Miss Fliss 26/08/2008
Grammatics Spell Out Rock
Normally sleepily quiet, the garden of the Portland pub in Cambridge is currently reeling from the electric attack of dramatic rocking out this afternoon. Grammatics have been sound checking inside the nearby pub backroom for the whole half hour since we arrived, and it's clear that their polished sonics are far above and beyond the subtle set up, heaving at the very seams unable to contain it as it is.
After a hearty welcome dinner on the house, courtesy of the venue, waif-thin singer Owen is energised to talk. His youth lends him a vibrantly keyed up look in his eyes.
He's keen to join up the dots between the band's present moment and the initial incarnation, informing us that Grammatics were born into their native Leeds when two of the clan graduated from their 'wildly popular' new rave/electro club night called 'Grammar' - hence the band name. Jaded by the vigourless rigour of typical angular indie fare on offer in that era, the quartet strove to be and do something a lot different. So was created the ethereal, epic grandeur shot through with genuine individuality that their music comprises.
'We got sent DJ promos for the night', explains Owen, 'and we'd go through them and think "We can do better than that. Why does every single band sound the same, like The Libertines?" And American bands like Arcade Fire and Cursive were doing things that were much much bigger but no English bands were doing anything like that. So many elements of English pop music that weren't being represented and also people aren't doing this big sound with strings and stuff, so that was what we wanted to do.'
The plan was to make the most 'overblown' debut album, in the intriguingly intermixed veins of Suede and Tears for Fears, with male equivalent vocals of Bjork and Kate Bush. GIITTV is not so sure that these are the most accurate framework of references (especially Tears for Fears, Lord help us!). Grammatics certainly inhabit the same magnificently dolorous anthemic gloomscape as Arcade Fire, with a dash of Kate Bush operatics, but there are twists of other-worldly nuances at work - the way no song is structured the same (rarely does a chorus-free zone sound so chaos-free and melodically interesting), and the interplay of cello and keys dominating rather than guitar. Grammatics are a grandiloquent proposition, alright.
When it comes to lyrics, Owen immediately reveals his admiration for Nirvana's Kurt Cobain. 'I like a mixture of cryptic and open lyrics. Kurt Cobain is an obvious choice, he's wonderful - no one really knows what he's thinking about, he uses so many metaphors.' Owen is modest about Grammatics beginning to compare in those stakes. 'I'm not sure I'm proud of any of my lyrics,' he says.

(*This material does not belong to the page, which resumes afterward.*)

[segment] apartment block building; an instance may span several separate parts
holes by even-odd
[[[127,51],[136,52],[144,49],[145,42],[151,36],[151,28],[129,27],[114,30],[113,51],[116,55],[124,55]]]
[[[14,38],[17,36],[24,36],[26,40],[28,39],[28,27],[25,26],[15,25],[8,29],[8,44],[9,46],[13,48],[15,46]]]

As to the innovative approach that Grammatics take to music making, Owen explains: 'Music's got to the point now where it's this disposable object. You know in Nevermind the Buzzcocks where they have to act out the intro - well, songs don't have intros anymore, because radio only wants two and a half minutes, two verses, two choruses, a middle eight. I'm just so bored of all these post-Libertines bands. The music is too succinct, there isn't any time for breathing or anything. I can't be bothered with that. It felt really restrictive. So I just write songs in sections. And going back to where I'd started from just feels really restrictive - I like things going in a straight line rather than pulling them back all the time.'
Another thing that sets Grammatics apart is the way they are so open to embrace weird and interesting instruments on their songs. Owen enthuses about an Indian squeezebox that is ambient in sound as well as smell ('It's got the curious scent of a foreign country'). Sadly it cannot be used live as it cannot be plugged in or mic-ed up especially well.
Owen tells us what it's like to be in a band in Leeds, the camaraderie between bands - lending each other instruments, producing one another's records - all sounds really positive. 'Fashion is non-existent', he explains, 'and there are no bands where style rules over substance.'
Owen concludes things by responding to our request to recommend GIITTV a bunch of new Leeds bands that we should cock our ears to. The list clocks up: Pulled Apart by Horses (with whom Grammatics have joined to play live), Dinosaur Pile Up, Wintermute, Paul Marshall, Fran Rogers, The ABC Club.